If you are working on phylogenetic questions on a coarse evolutionary scale (that is, “macroevolutionary,” though I know some evolutionary geneticists will shoot me the evil eye for using that word) generating a tree of relationships is quite informative and relatively straightforward, since it has a comprehensible mapping onto to what really occurred in nature. When your samples are different enough that the biological species concept works well and gene flow doesn’t occur between node, then a tree is a tree (one reason Y and mtDNA results are so easy to communicate to the general public in personal genomics).
Everything becomes more problematic when you are working on a finer phylogenetic scale (or in taxa where inter-species gene flow is common, as is often the case with plants). And I’m using problematic here in the way that denotes a genuine substantive analytic issue, as opposed to connoting something that one has moral or ethical objections to.
It is intuitively clear that there is often genetic population structure within species, but how to summarize and represent that variant is not a straightforward task.
In 2000 the paper Inference of Population Structure Using Multilocus Genotype Data in Genetics introduced the sort of model-based clustering most famously implemented with Structure. The paper illustrates limitations with the neighbor-joining tree methods which were in vogue at the time, and contrasts them with a method which defines a finite set of populations and assigns proportions of each putative group to various individuals.
The model-based methods were implemented in numerous packages over the 2000s, and today they’re pretty standard parts of the phylogenetic and population genetic toolkits. The reason for their popularity is obvious: they are quite often clear and unambiguous in their results. This may be one reason that they emerged to complement more visualization methods like PCA and MDS with fewer a priori assumptions.

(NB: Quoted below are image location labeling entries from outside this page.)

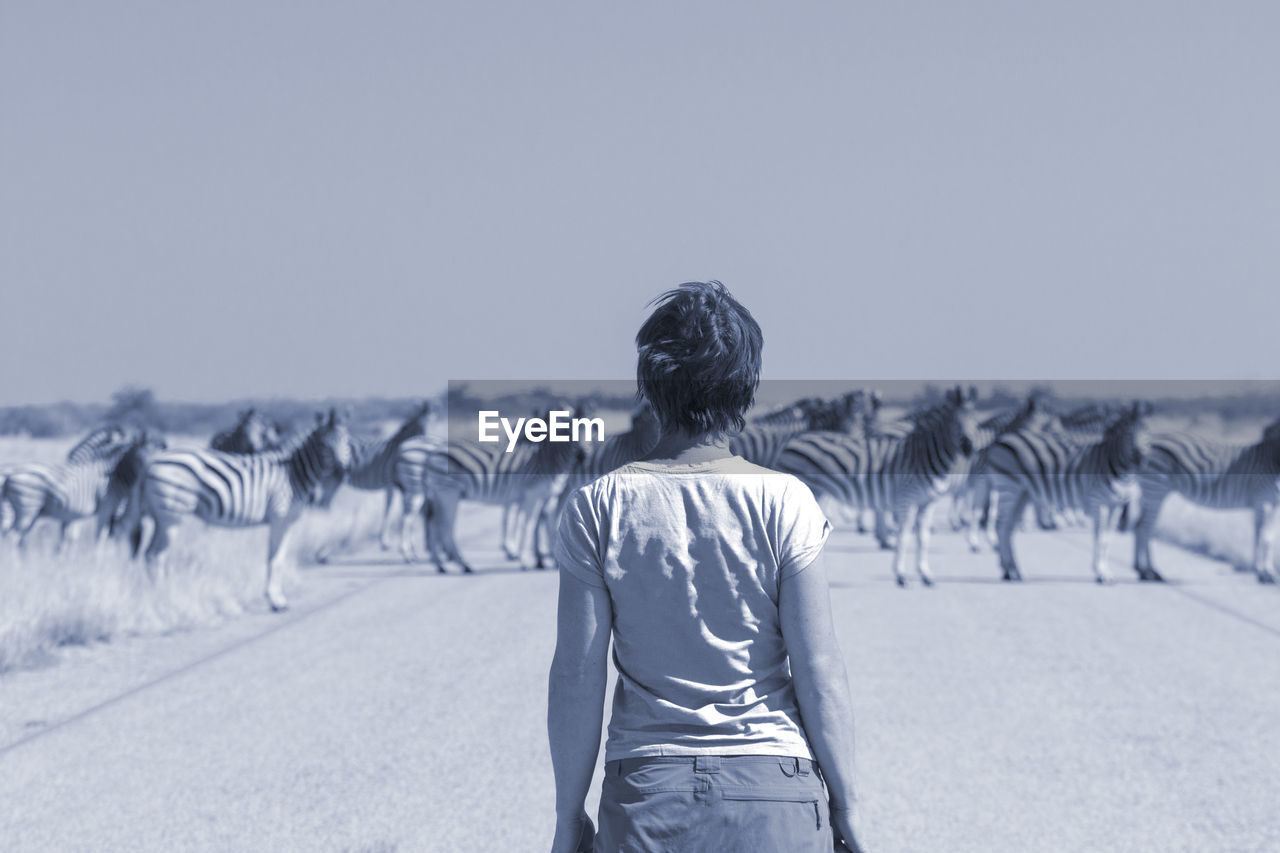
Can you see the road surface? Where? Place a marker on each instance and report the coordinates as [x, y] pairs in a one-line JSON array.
[[394, 708]]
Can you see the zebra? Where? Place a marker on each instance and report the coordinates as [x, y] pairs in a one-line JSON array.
[[763, 439], [973, 502], [124, 475], [374, 468], [1057, 471], [65, 492], [237, 491], [900, 477], [251, 434], [592, 464], [873, 424], [466, 470], [1215, 475]]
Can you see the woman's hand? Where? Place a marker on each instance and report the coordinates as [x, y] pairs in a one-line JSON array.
[[574, 835], [842, 826]]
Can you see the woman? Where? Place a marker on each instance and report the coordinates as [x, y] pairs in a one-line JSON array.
[[732, 705]]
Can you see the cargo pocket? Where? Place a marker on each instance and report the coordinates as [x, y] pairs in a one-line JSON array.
[[661, 778], [778, 794]]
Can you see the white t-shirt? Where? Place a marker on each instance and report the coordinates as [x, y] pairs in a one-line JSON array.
[[693, 557]]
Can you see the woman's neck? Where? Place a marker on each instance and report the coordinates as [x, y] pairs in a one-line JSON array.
[[684, 448]]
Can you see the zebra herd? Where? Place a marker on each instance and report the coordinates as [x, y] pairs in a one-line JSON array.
[[1102, 463]]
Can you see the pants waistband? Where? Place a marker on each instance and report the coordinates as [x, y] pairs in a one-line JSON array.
[[709, 763]]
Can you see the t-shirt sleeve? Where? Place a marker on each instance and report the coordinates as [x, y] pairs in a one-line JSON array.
[[803, 529], [577, 548]]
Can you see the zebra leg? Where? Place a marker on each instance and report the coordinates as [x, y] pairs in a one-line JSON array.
[[446, 532], [275, 541], [545, 525], [978, 496], [412, 506], [23, 525], [882, 533], [1014, 503], [531, 520], [1264, 543], [904, 533], [513, 520], [991, 516], [62, 536], [384, 536], [923, 532], [160, 537], [1142, 564], [1102, 516]]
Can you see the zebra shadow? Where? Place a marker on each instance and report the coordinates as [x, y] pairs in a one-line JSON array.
[[1031, 579], [361, 568]]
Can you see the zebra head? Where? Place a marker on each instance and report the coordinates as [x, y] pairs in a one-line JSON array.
[[1272, 432], [324, 457], [103, 442], [415, 425], [1128, 438], [961, 419]]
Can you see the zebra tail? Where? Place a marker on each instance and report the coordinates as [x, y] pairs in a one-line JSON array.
[[7, 518], [1129, 516], [133, 515]]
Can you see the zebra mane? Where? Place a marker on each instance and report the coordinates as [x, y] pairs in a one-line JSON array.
[[414, 425], [100, 443]]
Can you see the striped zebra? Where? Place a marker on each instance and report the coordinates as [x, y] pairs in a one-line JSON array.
[[374, 466], [411, 477], [466, 470], [1057, 471], [251, 434], [974, 501], [236, 491], [764, 437], [876, 425], [896, 477], [594, 463], [123, 479], [1221, 477], [65, 492]]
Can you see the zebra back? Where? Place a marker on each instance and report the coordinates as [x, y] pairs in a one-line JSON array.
[[374, 460], [618, 450], [763, 441], [1215, 473], [251, 434], [839, 465], [933, 456], [490, 474], [100, 443], [1064, 470]]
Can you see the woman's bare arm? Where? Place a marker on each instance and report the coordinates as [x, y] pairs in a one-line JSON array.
[[821, 682], [575, 706]]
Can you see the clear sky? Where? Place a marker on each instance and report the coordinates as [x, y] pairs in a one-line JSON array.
[[250, 197]]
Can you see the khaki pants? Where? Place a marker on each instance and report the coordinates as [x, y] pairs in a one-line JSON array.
[[713, 804]]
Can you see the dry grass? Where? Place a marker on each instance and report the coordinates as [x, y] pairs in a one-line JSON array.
[[94, 593]]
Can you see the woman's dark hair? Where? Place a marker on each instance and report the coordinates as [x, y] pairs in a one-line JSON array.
[[699, 359]]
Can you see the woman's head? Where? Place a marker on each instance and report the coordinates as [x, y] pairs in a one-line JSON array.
[[699, 359]]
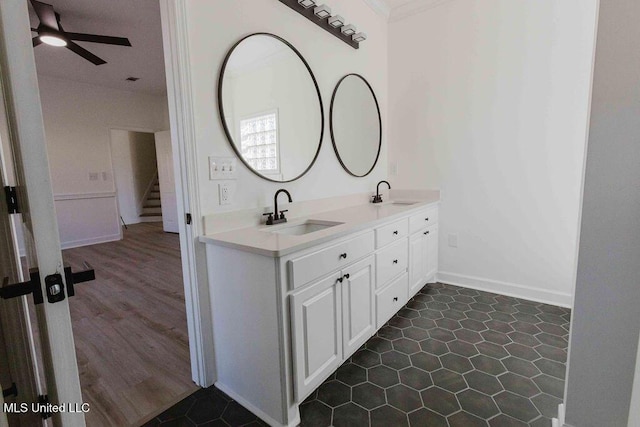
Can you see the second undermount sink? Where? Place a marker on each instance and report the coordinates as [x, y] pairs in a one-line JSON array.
[[306, 227]]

But of course, crisp clarity is not always reality. Sometimes nature is fuzzy and messy. The model-based methods take inputs and will produce crisp results, even if those results are not biologically realistic. They can’t be utilized in a robotic manner without attention to the assumptions and limitations (see A tutorial on how (not) to over-interpret STRUCTURE/ADMIXTURE bar plots).
This is why it is exciting to see a new preprint which addresses many of these issues, Inferring Continuous and Discrete Population Genetic Structure Across Space*:
A classic problem in population genetics is the characterization of discrete population structure in the presence of continuous patterns of genetic differentiation. Especially when sampling is discontinuous, the use of clustering or assignment methods may incorrectly ascribe differentiation due to continuous processes (e.g., geographic isolation by distance) to discrete processes, such as geographic, ecological, or reproductive barriers between populations. This reflects a shortcoming of current methods for inferring and visualizing population structure when applied to genetic data deriving from geographically distributed populations. Here, we present a statistical framework for the simultaneous inference of continuous and discrete patterns of population structure….
The whole preprint should be read for anyone interested in phylogenomic inference, as there is extensive discussion and attention to many problems and missteps that occur when researchers attempt to analyze variation and relationships across a species’ range. Basically, the sort of thing that might be mentioned in peer review feedback, but isn’t likely to be included in any final write-ups.
As noted in the abstract the major issue being addressed here is the problem that many clustering methods do not include within their model the reality that genetic variation within a species may be present due to continuous gene flow defined by isolation by distance dynamics. This goes back to the old “clines vs. clusters” debates. Many of the model-based methods assume pulse admixtures between population clusters which are random mating. This is not a terrible assumption when you consider perhaps what occurred in the New World when Europeans came in contact with the native populations and introduced Africans. But it is not so realistic when it comes to the North European plain, which seems to have become genetically differentiated only within the last ~5,000 years, and likely seen extensive gene flow.
The figure below shows the results from the conStruct method (left), and the more traditional fastStructure (right):
There are limitations to the spatial model they use (e.g., ring species), but that’s true of any model. The key is that it’s a good first step to account for continuous gene flow, and not shoehorning all variation into pulse admixtures.
Though in beta, the R package is already available on github (easy enough to download and install). I’ll probably have more comment when I test drive it myself….
* I am friendly with the authors of this paper, so I am also aware of their long-held concerns about the limitations and/or abuses of some phylogenetic methods. These concerns are broadly shared within the field.